Reviews

Fog

Tash Fairbanks and Toby Wharton’s play opened at the Park Theatre last night (24 October 2013)

WhatsOnStage Reviewer

WhatsOnStage Reviewer

| London | Off-West End |

25 October 2013

Finishing its UK tour which started at the Finborough, Fog presents Gary (Toby Wharton) and his splintered family destroyed by abuse and drugs. Within a new apartment Fog and his father Cannon (Mark Leadbetter) try to start a new life while sister Lou (Anna Koval) attempts to start her own life free from the past. The story is familiar, yet this depiction is so perfect as to make the entire premise completely fresh.

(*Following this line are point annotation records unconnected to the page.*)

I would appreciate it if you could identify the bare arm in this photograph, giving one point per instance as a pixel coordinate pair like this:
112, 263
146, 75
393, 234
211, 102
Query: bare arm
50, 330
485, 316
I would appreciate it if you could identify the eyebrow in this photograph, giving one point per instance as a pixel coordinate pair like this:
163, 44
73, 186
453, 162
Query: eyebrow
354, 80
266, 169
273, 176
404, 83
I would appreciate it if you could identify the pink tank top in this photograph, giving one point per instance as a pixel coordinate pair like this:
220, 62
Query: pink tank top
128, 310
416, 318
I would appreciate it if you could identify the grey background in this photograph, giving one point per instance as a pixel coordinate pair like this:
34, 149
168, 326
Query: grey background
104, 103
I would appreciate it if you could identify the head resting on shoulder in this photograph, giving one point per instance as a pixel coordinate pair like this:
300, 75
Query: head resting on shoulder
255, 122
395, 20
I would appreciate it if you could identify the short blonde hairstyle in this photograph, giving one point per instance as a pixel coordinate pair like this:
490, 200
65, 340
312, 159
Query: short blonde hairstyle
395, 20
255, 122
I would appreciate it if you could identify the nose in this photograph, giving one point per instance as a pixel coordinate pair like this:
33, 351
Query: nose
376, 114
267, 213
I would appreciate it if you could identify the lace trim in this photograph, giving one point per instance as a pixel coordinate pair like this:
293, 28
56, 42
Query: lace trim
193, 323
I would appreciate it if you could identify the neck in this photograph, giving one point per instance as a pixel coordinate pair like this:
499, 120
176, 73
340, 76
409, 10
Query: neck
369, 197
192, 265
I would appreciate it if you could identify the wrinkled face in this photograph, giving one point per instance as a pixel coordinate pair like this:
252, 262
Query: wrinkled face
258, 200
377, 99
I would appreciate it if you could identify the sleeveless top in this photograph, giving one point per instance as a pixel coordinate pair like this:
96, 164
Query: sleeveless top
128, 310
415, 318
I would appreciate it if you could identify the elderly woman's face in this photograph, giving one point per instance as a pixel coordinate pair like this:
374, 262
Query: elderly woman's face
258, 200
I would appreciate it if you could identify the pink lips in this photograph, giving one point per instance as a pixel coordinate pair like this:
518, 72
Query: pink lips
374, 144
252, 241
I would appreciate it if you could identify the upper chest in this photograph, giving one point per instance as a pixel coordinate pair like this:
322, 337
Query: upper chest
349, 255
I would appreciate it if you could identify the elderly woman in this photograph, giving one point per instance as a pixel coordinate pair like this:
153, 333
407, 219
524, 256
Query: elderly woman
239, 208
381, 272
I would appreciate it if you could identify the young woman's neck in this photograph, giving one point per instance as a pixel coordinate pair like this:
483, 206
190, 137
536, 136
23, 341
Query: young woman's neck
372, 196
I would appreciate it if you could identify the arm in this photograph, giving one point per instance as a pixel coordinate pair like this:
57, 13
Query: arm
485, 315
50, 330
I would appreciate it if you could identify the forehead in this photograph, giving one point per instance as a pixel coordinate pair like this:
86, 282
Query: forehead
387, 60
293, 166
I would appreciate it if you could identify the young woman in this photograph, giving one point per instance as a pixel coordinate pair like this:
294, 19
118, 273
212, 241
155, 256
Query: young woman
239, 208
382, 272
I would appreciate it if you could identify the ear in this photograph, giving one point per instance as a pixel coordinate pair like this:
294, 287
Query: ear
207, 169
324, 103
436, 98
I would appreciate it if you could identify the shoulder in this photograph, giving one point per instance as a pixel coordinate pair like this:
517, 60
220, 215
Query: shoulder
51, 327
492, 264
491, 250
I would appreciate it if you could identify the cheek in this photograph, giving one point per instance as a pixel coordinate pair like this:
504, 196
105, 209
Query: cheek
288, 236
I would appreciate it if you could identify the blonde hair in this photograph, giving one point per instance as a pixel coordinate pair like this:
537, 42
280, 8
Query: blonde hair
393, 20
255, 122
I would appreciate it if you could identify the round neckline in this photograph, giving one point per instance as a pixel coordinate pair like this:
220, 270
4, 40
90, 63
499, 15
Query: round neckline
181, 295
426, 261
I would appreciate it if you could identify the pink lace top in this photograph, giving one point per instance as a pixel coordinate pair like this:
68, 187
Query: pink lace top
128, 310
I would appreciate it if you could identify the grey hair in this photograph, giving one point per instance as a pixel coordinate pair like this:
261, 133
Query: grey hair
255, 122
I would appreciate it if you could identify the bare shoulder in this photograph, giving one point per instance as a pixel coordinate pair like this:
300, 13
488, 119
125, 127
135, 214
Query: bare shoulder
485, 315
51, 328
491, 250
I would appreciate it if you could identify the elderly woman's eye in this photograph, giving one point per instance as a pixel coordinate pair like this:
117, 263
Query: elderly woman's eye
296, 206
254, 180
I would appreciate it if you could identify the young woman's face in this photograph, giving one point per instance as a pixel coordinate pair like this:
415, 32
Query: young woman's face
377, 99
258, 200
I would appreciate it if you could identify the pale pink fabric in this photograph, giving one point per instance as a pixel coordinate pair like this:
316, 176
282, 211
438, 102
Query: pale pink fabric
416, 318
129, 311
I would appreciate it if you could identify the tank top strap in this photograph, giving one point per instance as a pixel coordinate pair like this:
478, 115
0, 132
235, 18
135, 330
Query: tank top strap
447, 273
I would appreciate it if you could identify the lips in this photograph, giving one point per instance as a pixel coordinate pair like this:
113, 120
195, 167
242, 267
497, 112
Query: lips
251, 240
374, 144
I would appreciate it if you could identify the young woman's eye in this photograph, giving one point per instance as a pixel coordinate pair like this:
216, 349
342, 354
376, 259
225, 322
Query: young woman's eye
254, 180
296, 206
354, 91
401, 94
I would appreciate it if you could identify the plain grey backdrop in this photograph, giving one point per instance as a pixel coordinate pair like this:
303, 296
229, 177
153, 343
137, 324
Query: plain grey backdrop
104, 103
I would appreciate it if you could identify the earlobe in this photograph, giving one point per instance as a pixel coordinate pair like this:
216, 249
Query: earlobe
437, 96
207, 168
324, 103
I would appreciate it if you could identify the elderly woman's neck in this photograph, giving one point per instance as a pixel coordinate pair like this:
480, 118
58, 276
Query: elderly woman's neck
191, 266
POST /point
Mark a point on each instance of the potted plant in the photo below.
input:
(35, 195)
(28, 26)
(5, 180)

A concrete wall and flickering light bulb make up the set and this is the perfect minimalist backdrop to foreground a superb cast. Mark Leadbetter‘s Cannon is a man of violence and his strain to contain this marks his every movement on stage. Wharton perfectly conveys a sense of youthful naivety tempered by a crushing hard edge that was honed in his abusive upbringing and his performance is utterly believable. Anna Koval’s Lou, Benjamin Cawley’s Michael and Kanga Tanikye-Buah’s Bernice round out the cast with achingly honest depictions of poverty-wracked Londoners.

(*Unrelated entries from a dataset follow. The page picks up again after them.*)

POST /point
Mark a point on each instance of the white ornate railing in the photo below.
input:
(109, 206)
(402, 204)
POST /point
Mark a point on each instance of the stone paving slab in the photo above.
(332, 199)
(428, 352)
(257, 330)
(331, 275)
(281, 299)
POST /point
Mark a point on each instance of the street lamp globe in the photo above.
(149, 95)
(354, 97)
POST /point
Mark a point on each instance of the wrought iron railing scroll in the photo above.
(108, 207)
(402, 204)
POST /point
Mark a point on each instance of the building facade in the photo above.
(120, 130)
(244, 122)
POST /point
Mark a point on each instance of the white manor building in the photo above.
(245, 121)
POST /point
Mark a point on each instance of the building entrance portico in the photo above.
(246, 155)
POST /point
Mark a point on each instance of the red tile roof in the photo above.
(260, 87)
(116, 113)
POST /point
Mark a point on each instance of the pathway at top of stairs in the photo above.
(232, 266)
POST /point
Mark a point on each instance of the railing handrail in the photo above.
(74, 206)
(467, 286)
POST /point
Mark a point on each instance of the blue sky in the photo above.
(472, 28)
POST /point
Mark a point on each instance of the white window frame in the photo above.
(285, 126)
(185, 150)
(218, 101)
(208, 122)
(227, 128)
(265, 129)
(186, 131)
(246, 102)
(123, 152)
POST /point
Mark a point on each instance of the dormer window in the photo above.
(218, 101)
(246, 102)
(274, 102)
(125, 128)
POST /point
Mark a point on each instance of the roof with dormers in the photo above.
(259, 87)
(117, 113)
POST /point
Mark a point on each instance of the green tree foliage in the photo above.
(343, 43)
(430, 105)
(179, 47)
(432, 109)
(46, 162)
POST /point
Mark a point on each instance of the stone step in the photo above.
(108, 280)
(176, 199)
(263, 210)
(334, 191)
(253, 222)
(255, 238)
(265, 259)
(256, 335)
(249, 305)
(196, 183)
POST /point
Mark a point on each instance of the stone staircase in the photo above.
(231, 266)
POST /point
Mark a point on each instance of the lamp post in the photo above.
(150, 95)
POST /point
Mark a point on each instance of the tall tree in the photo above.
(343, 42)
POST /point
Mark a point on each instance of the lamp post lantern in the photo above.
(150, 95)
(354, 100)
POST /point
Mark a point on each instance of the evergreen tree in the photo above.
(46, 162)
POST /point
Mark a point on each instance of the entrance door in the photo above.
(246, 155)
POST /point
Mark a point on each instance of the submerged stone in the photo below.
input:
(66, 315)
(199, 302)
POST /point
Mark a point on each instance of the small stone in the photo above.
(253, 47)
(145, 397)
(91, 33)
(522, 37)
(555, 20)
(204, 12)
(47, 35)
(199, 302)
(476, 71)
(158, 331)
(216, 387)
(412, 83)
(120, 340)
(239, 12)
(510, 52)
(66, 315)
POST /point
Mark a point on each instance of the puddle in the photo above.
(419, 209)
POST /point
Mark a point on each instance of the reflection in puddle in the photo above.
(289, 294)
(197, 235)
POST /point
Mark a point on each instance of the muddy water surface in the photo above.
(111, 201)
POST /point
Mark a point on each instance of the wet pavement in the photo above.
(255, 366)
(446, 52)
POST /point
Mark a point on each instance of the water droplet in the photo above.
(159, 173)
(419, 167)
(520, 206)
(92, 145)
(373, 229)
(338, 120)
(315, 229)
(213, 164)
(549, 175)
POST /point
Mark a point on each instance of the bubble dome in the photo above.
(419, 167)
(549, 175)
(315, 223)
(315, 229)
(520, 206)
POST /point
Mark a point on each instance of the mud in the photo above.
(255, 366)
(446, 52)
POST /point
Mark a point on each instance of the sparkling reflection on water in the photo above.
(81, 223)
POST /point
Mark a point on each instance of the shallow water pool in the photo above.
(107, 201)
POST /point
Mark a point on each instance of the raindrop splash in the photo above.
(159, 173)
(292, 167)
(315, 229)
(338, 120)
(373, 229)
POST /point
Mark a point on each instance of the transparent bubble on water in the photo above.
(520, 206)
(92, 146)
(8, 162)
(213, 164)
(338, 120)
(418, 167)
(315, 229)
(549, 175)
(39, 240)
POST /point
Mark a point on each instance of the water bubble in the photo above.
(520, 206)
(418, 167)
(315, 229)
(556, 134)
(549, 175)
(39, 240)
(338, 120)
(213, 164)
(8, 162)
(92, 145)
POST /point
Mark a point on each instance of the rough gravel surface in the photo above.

The cast’s control of the pace and tone of the piece is masterful, supported by Tash Fairbank’s and Wharton’s script. Moments pregnant with anguished, unspoken hurt and hatred are captured perfectly with heavy exchanges that Pinter could not have scripted better. Characters bat almost inane comments around the room for petty entertainment as a sinister atmosphere envelops their lives. It is pervasive, perverse and fantastically compelling.

Where they are strongest is in their unexpected injection of warmth into such a dour and depressing setting. There is no escaping the crushing reality forced on the audience in Fog but the natural back-and-forth dialogue gives the piece a unique glow that in the end, makes the tragedy all the more potent.

£20 tickets (a benevolent discount for N4 residents somewhat softens the blow) for a play based on council flat poverty and the strait-jacket of class is inescapably irritating but the depth and quality of Fog cannot be denied. This is a triumphant return to London and another chance to experience a master class in honest realism.